Und so führten Unternehmen und Organisationen im Laufe der Zeit zusätzliche Instrumente ein, um die negativen Auswirkungen der individuellen Leistungsvergütung auszugleichen. Sie etablierten kontinuierliche Verbesserungsprozesse oder auch ein betriebliches Vorschlagswesen, um mit Sonderzahlungen Mitarbeiter zu motivieren, individuelles Wissen zu teilen. Mehrstufige Qualitätssicherungssysteme wurden eingeführt, um mangelnde Qualität zu identifizieren und einem Mitarbeiter zuweisen zu können. Und es kamen weitere finanzielle Leistungskomponenten hinzu, um Mitarbeiter für "sozial erwünschtes Verhalten" zu belohnen.

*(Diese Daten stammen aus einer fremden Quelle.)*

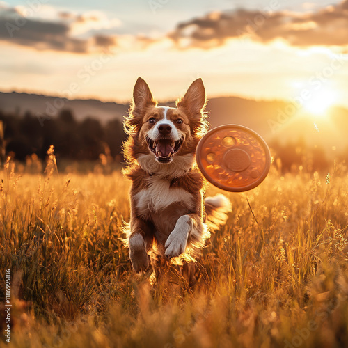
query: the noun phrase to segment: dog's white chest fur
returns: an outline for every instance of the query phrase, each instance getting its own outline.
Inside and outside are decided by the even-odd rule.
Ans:
[[[150,187],[135,195],[136,208],[141,216],[146,217],[152,212],[159,212],[173,203],[180,203],[191,209],[193,208],[192,195],[180,188],[171,188],[168,180],[155,177],[150,178]]]

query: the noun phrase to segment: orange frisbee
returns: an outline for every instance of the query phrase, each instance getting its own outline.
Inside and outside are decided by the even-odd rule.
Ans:
[[[271,167],[266,142],[255,132],[238,125],[208,132],[198,143],[196,157],[205,178],[231,192],[254,189],[265,179]]]

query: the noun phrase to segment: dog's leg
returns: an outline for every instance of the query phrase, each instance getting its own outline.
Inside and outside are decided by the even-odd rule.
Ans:
[[[189,214],[180,216],[166,242],[166,256],[168,258],[179,256],[185,251],[189,237],[195,242],[200,241],[203,230],[202,221],[198,214]]]
[[[149,238],[148,230],[146,223],[140,219],[134,218],[132,220],[128,246],[132,265],[136,273],[145,271],[149,266],[149,255],[146,253],[146,249],[149,248],[146,242],[148,244],[150,241],[145,241]]]

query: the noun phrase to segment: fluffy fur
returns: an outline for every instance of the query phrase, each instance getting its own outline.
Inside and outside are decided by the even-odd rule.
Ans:
[[[223,195],[203,199],[195,152],[208,129],[205,104],[200,79],[176,108],[158,106],[146,82],[136,81],[123,146],[129,164],[124,174],[132,182],[127,245],[136,272],[148,267],[149,254],[157,260],[194,260],[209,237],[207,225],[218,228],[231,210]]]

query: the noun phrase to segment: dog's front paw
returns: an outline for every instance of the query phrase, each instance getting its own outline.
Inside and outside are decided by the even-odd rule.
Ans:
[[[149,267],[149,255],[145,250],[138,250],[136,251],[131,251],[129,253],[129,258],[131,260],[133,269],[136,273],[145,272]]]
[[[164,246],[166,247],[166,256],[168,259],[179,256],[185,251],[187,242],[187,233],[175,233],[175,231],[173,231],[169,235]]]

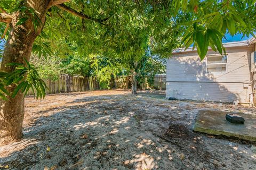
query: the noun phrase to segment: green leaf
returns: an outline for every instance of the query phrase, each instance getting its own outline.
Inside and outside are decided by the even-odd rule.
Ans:
[[[18,85],[18,86],[16,87],[16,88],[14,89],[14,91],[13,91],[13,92],[12,94],[12,97],[14,98],[15,96],[17,95],[18,92],[19,92],[19,90],[22,87],[22,86],[25,84],[25,82],[22,81],[20,84]]]

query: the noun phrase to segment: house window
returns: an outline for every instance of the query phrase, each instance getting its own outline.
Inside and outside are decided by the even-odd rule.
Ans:
[[[227,55],[210,55],[206,57],[206,72],[226,72]]]

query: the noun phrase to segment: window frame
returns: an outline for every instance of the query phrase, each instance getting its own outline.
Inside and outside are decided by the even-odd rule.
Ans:
[[[225,55],[224,54],[222,54],[222,55]],[[207,73],[212,73],[212,74],[214,74],[214,73],[228,73],[228,54],[226,54],[226,56],[227,56],[227,62],[225,63],[207,63],[207,58],[208,56],[221,56],[221,54],[211,54],[211,55],[207,55],[206,56],[206,63],[205,63],[205,70],[206,72]],[[226,64],[226,71],[208,71],[207,70],[207,65],[217,65],[217,64]]]

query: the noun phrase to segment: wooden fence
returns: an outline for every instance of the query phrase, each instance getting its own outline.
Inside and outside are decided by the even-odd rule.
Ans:
[[[57,81],[44,80],[49,89],[47,94],[66,93],[74,91],[85,91],[100,89],[99,82],[93,77],[83,77],[79,76],[70,76],[68,74],[60,75]],[[29,90],[28,95],[33,94]]]
[[[166,75],[156,75],[154,78],[154,87],[149,87],[147,83],[138,84],[139,89],[155,89],[164,90],[166,89]],[[71,92],[80,92],[97,90],[100,89],[100,84],[93,77],[70,76],[68,74],[60,75],[57,81],[44,80],[47,87],[47,94],[55,94]],[[127,75],[118,75],[112,79],[110,84],[110,88],[129,89],[131,88],[131,78]],[[30,89],[27,95],[33,95]]]

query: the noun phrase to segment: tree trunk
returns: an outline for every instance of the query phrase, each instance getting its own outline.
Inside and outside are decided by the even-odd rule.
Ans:
[[[11,30],[5,44],[3,55],[1,70],[11,72],[13,67],[6,67],[10,63],[25,64],[24,58],[29,60],[33,43],[36,37],[41,32],[45,23],[46,13],[50,0],[30,0],[26,1],[22,5],[32,7],[37,12],[42,24],[35,29],[30,19],[20,26],[16,26],[21,16],[19,12],[14,15],[10,23]],[[7,88],[12,93],[16,86],[12,84]],[[0,100],[0,146],[10,142],[19,140],[22,137],[22,122],[24,117],[24,98],[19,92],[12,98],[8,97],[7,101]]]
[[[132,70],[132,94],[137,95],[137,80],[136,79],[136,72]],[[128,83],[128,82],[127,82]]]

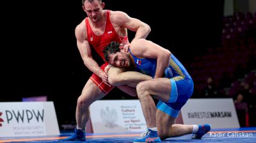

Das zeigt, dass aus dem Anspruch, individuelle Leistung zu vergüten und durch extrinsische Motivation zu steigern, enorme Folgekosten entstehen. Um den negativen Auswirkungen der gesetzten Anreize zu begegnen, müssen Arbeitgeber immer kompliziertere Prozeduren entwickeln, die für immer mehr Menschen in der Organisation aber nicht mehr nachvollziehbar sind. Dabei entstehen sogar Maßnahmen und Regelwerke, die konkurrierende oder zumindest widersprüchliche Signale setzen.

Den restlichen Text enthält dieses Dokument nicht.